Mangez des nouilles et évitez l’ennui
A Jean Linard
Dans cette lettre, Vian lui confie des réflexions tout aussi essentielles que futiles, avec une plume acérée et une ironie grinçante dont lui seul a le secret. Un régal !
Mon excellent sireLa formation d’un jeune esprit — fut-il le vôtre — devrait, je le reconnais, requérir plus de soins de ma part et c’est à ce titre que je vous souscris au verdict implicite dans votre récente épître, j’entends celle du 31. Certes, j’aurais dû vous signaler le Grand Horloger ; d’autant qu’il s’agit là de la première traduction mise à mal par mes soins, ce qui donne un intérêt historique à caette publication. Mais diverses considérations me retiennent toujours sur le point de vous signaler mes productions d’un index orienteur : l’impact que risque de produire sur la mentalité des faibles le choc de Beau, n’est-il pas dangereux de le péter et le répéter ? Voilà les cogitations qui m’étreignent lorsque, penché sur cette table de travail dont la surface chaotique est le miroir phydèle de mon âme complexe, je médite sur nos étranges relations, coupées des points lumineux d’exclamation passagère et empreintes d’on ne sait quelle marque bizarre et lunaire qui doit tout son vague à l’état économique du monde actuel, lequel nous impose la visite entrecoupée, le logement distant, et la course aux feuilles d’un mètre par des moyens peu propres à faciliter les échanges intellectuels.

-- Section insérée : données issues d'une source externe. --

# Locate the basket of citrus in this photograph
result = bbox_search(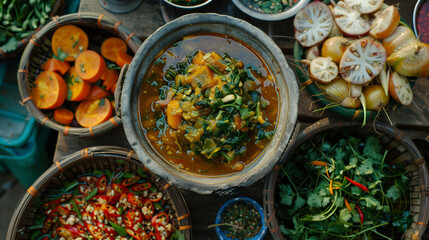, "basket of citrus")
[294,0,429,121]
[18,13,141,137]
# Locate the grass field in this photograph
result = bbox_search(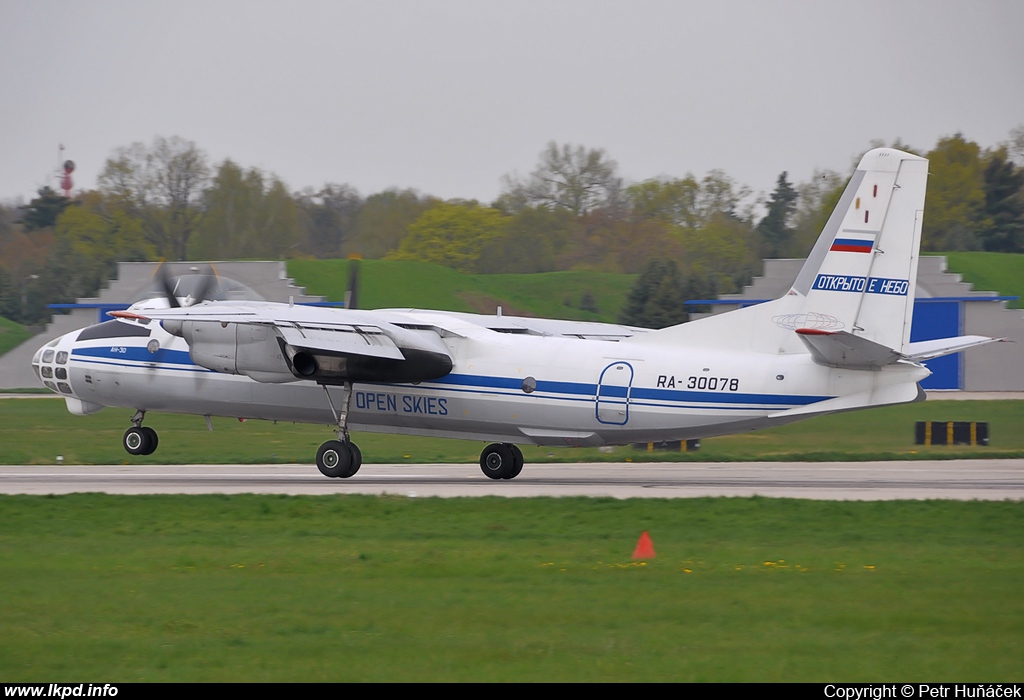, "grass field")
[0,494,1024,683]
[288,260,636,322]
[0,398,1024,465]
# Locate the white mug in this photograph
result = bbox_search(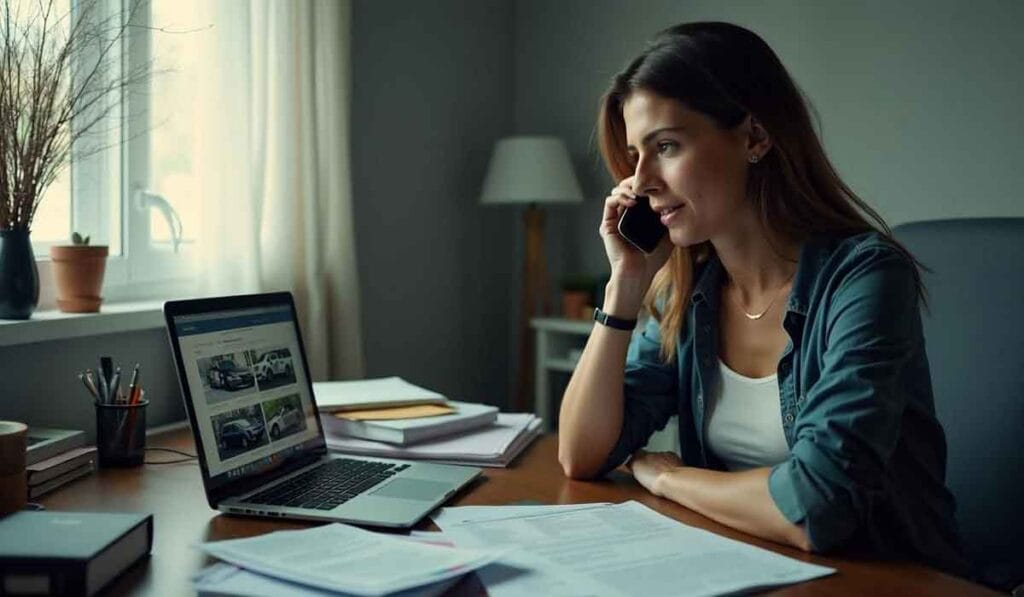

Il n’importe, nous vaincrons parce que nous sommes les plus paresseux, et nous tiendrons parce nous sommes les plus entêtés. Qu’importe, également, au regard de cette assurance nôtre, les variations éventuelles du milieu extérieur ? Un jour, vous avez un parapluie, le suivant non ; en quoi cela empêche-t-il Paul Claudel d’être un vieux con ? Les vérités fondamentales restent elles, et ne subissent pas le caprice de leur conditionnement ; c’est ce qui doit vous donner la force de tolérer que je ne sois pas encore le président des Etats-Unis Mondiaux ; mais la chose viendra, vous le savez comme moi.Voilà. Continuez de votre lieux, je veille sur vous d’un oeil vigilant et empreint de bienveillance. Ne vous découragez pas, mangez des nouilles et évitez l’ennui — c’est tellement banal de le ressentir que je me demande comment, un temps de ma vie, j’ai pu sacrifier à cette coutume infâme. Il est vrai que les conditions économiques, fauteuses, seules, de la maladie que l’on nomme travail, sont plus faciles à combattre que les conditions mentales, lesquelles s’abritent souvent fort bien sous des masques objectifs. Ne vous y fiez plus.Je vous en serre des douzaines.